The first event will run from April 16 to 26, and the second will run from May 1 to 11. During these outages, scheduled capacity at the Leidy Line Aggregate Receipt MP 101 location will be limited to 756 MMcf/d. As much as 1,120 MMcf/d has been nominated at this point within the last 30 days, according to Genscape.
Given the cut to receipts, Transco Leidy May prices fell 12 cents from April 6-12 to reach $1.997. But the rest of the curve was down as well, with June sliding 9 cents to $1.963, the balance of summer (June-October) dropping 7 cents to $1.98 and the winter 2018-2019 slipping 4 cents to $2.38, Forward Look shows.
AECO Edges Higher Amid Pipeline Expansions
The AECO forward curve was on the upswing during the week as the western Canadian market got two bits of good news. TransCanada brought online its Sundre Crossover project in Alberta. The in-service had been delayed from its April 1 target due to discovery of dents in the newly constructed line, Genscape said.
The Sundre Crossover is designed to enable the Nova Gas Transmission system to increase Western Canadian export capacity to the western US. It involved construction of 13 miles of 42-inch pipe adding 229 MMcf/d of incremental capacity to circumvent an existing constraint to flow gas to TransCanada’s Foothills BC system, which feeds the GTN pipeline in the U.S.
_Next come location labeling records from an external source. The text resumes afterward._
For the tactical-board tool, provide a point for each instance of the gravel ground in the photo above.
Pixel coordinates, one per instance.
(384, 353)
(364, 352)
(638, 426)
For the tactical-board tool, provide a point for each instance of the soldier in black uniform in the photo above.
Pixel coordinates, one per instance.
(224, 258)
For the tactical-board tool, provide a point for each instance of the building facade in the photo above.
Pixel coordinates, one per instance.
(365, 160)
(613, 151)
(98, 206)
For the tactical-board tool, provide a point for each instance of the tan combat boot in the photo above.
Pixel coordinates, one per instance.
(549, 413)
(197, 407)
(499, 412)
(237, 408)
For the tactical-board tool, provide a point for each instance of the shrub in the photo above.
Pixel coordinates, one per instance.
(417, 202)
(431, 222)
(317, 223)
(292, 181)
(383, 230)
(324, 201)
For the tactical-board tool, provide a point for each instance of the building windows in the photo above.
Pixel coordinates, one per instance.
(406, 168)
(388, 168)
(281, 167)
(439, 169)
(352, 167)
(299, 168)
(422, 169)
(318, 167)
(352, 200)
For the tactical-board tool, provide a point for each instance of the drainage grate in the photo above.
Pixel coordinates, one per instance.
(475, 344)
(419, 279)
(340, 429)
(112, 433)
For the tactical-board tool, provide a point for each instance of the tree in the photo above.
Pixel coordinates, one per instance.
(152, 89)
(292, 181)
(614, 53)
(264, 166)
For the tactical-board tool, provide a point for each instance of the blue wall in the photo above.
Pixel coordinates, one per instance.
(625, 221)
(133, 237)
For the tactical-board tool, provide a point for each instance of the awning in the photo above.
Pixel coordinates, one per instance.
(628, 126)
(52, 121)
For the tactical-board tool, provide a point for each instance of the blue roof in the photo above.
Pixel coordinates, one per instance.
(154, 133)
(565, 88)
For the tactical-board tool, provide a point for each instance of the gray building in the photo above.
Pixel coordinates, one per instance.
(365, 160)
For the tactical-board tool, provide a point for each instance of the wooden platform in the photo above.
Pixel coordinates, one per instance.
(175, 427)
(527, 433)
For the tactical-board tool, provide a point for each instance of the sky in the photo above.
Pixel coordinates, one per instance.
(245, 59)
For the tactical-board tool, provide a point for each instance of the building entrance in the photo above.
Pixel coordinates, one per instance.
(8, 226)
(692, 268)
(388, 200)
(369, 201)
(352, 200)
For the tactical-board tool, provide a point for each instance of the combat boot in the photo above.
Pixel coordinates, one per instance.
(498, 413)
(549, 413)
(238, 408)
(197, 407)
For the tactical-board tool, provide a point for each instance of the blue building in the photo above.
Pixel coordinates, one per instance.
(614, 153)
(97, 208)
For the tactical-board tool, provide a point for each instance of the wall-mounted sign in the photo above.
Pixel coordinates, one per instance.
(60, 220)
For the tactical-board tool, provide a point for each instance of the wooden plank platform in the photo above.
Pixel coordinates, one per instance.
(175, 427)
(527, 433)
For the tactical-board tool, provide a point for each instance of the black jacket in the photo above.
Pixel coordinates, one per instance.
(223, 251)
“The project should provide moderate relief to a heavily depressed AECO basis price, while radiating downward pressure on Rockies’ Opal-area basis by intensifying Alberta vs. Rockies gas-on-gas competition within relatively demand-stagnant western U.S. markets,” Genscape said.
Meanwhile, longer-term prospects for Alberta production to find a relief valve were improved as Alliance Pipeline announced it received enough interest from a non-binding open season to proceed with a binding one to expand the mainline system by 0.4 Bcf/d, a 25% increase from today’s levels. The expansion is targeted to be online by 4Q2021.
The Alliance pipeline carries liquids-rich gas from eastern British Columbia and Alberta to the Aux Sable processing facility near Chicago. Liquids-rich production continues to sustain Western Canadian gas production growth, which is well outpacing local demand and hammering on AECO basis by threatening to max out capacity on pipelines capable of exiting the region.
The supportive backdrop helped lift up AECO May prices 4 cents from April 6-12 to reach 81.3 cents, June prices 3 cents to 80.8 cents, balance of summer (June-October) prices 3 cents to 99 cents and winter 2018-2019 6 cents to $1.69, according to Forward Look.